Retired U.S. Army Staff Sgt. George Weatherly said he found the bill unconstitutional. “To think about what democracy looks like you have to go to a war zone. You guys sit on a higher social level than most people around here, so we are divided by social and political class,” he said. “I am on the school board to represent what a good African American man looks like, but I think what goes on here is that we don’t have dialogue. This bill is unconstitutional on several points.”
Parent Christina Rogers said she’s concerned for the future of her children’s classes if the bill doesn’t pass. Rogers said critical race theory was little more than “racially-motivated propaganda.” “Our graduation rate is 70%. That’s something we definitely need to focus on.

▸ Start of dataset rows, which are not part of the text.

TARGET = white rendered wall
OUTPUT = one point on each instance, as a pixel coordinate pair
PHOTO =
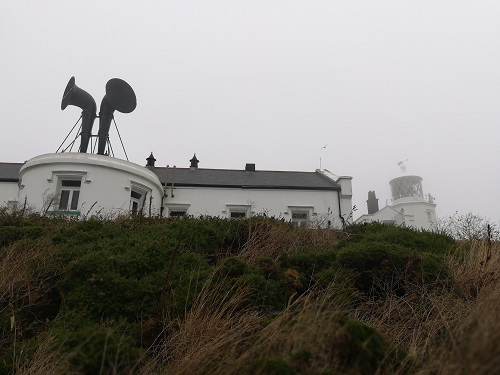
(8, 192)
(106, 183)
(273, 203)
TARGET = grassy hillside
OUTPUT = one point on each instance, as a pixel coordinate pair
(256, 296)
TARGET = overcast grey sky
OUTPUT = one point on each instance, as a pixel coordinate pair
(271, 82)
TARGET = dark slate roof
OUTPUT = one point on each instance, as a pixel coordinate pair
(9, 172)
(227, 178)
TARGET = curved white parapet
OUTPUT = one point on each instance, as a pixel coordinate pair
(105, 185)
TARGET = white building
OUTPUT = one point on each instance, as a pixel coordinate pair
(408, 206)
(84, 184)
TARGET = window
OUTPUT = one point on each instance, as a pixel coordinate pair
(177, 213)
(301, 215)
(238, 211)
(238, 214)
(300, 218)
(177, 210)
(69, 195)
(138, 197)
(135, 201)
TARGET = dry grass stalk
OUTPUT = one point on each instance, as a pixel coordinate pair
(214, 332)
(274, 239)
(48, 359)
(308, 327)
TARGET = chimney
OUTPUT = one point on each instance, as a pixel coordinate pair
(372, 203)
(194, 163)
(151, 161)
(250, 167)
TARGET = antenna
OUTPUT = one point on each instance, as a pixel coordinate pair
(402, 165)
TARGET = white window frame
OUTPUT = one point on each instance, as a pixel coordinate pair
(141, 189)
(67, 176)
(177, 207)
(301, 210)
(241, 211)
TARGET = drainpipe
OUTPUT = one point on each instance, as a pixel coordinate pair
(340, 210)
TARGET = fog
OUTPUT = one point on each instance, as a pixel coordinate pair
(271, 83)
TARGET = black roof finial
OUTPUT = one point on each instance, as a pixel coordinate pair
(194, 162)
(151, 161)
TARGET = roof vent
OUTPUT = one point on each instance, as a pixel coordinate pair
(194, 162)
(250, 167)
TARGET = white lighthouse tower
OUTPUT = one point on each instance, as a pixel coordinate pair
(408, 205)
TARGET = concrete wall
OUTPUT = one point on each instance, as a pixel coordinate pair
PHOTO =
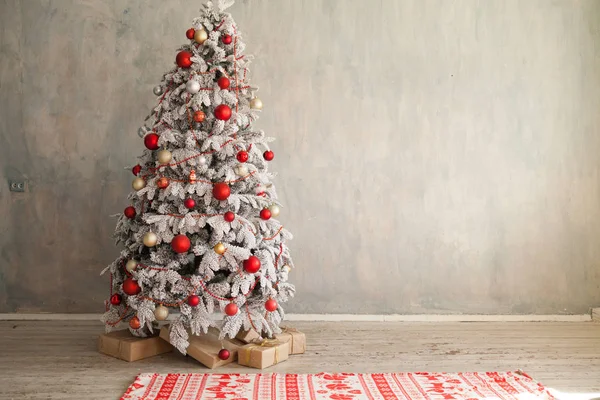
(434, 156)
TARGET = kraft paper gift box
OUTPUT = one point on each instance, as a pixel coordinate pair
(205, 348)
(295, 338)
(263, 354)
(123, 345)
(248, 336)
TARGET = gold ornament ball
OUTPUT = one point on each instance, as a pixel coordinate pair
(219, 248)
(164, 156)
(150, 239)
(256, 103)
(200, 36)
(131, 265)
(274, 210)
(138, 184)
(161, 313)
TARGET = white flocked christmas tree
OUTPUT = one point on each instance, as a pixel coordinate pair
(202, 244)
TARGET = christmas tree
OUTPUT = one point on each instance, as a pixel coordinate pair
(200, 236)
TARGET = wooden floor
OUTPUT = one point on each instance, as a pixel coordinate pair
(58, 360)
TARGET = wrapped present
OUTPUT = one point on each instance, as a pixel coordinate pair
(205, 348)
(125, 346)
(263, 354)
(295, 339)
(249, 336)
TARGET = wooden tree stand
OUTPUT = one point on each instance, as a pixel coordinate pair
(124, 346)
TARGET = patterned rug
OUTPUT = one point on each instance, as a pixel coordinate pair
(420, 385)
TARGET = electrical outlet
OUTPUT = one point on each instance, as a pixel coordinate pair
(16, 186)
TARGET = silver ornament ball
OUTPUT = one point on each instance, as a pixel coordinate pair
(161, 313)
(200, 36)
(241, 170)
(131, 265)
(150, 239)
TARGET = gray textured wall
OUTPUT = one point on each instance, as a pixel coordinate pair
(434, 156)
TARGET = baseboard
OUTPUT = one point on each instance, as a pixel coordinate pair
(347, 317)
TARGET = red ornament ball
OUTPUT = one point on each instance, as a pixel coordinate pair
(162, 183)
(268, 155)
(151, 141)
(181, 244)
(231, 309)
(224, 354)
(193, 300)
(265, 214)
(221, 191)
(129, 212)
(229, 216)
(115, 299)
(223, 82)
(223, 112)
(135, 323)
(131, 287)
(189, 203)
(242, 156)
(199, 116)
(184, 59)
(252, 264)
(271, 305)
(227, 39)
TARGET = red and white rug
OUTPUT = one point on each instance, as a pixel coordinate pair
(340, 386)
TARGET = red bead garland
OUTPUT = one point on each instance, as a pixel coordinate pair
(189, 203)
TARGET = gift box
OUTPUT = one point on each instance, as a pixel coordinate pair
(249, 336)
(295, 339)
(205, 348)
(124, 346)
(263, 354)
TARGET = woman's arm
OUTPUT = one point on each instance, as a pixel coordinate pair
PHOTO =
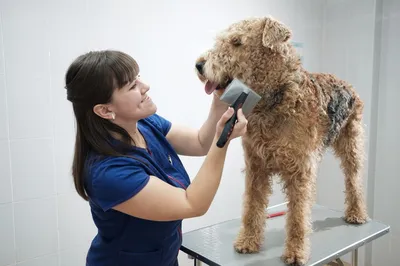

If we continue to teach CRT, how can we teach [mixed race] children? Are they oppressors or are they victims? This is a sad thing they’re trying to teach our children,” she said.
Rep. Laura Terech, a Democrat from Peoria, was upset about the potential $5,000 in fines. “This will have a chilling impact on teacher recruitment, which is already at an absolute crisis level in our state,” she said. “We are making life harder and harder on Arizona teachers.” The bill passed 6-4 and is headed to the House floor. Even if it makes it out of the state Legislature, Gov. Katie Hobbs said she would veto bills similar to this one. Republicans don’t have the votes to override a veto.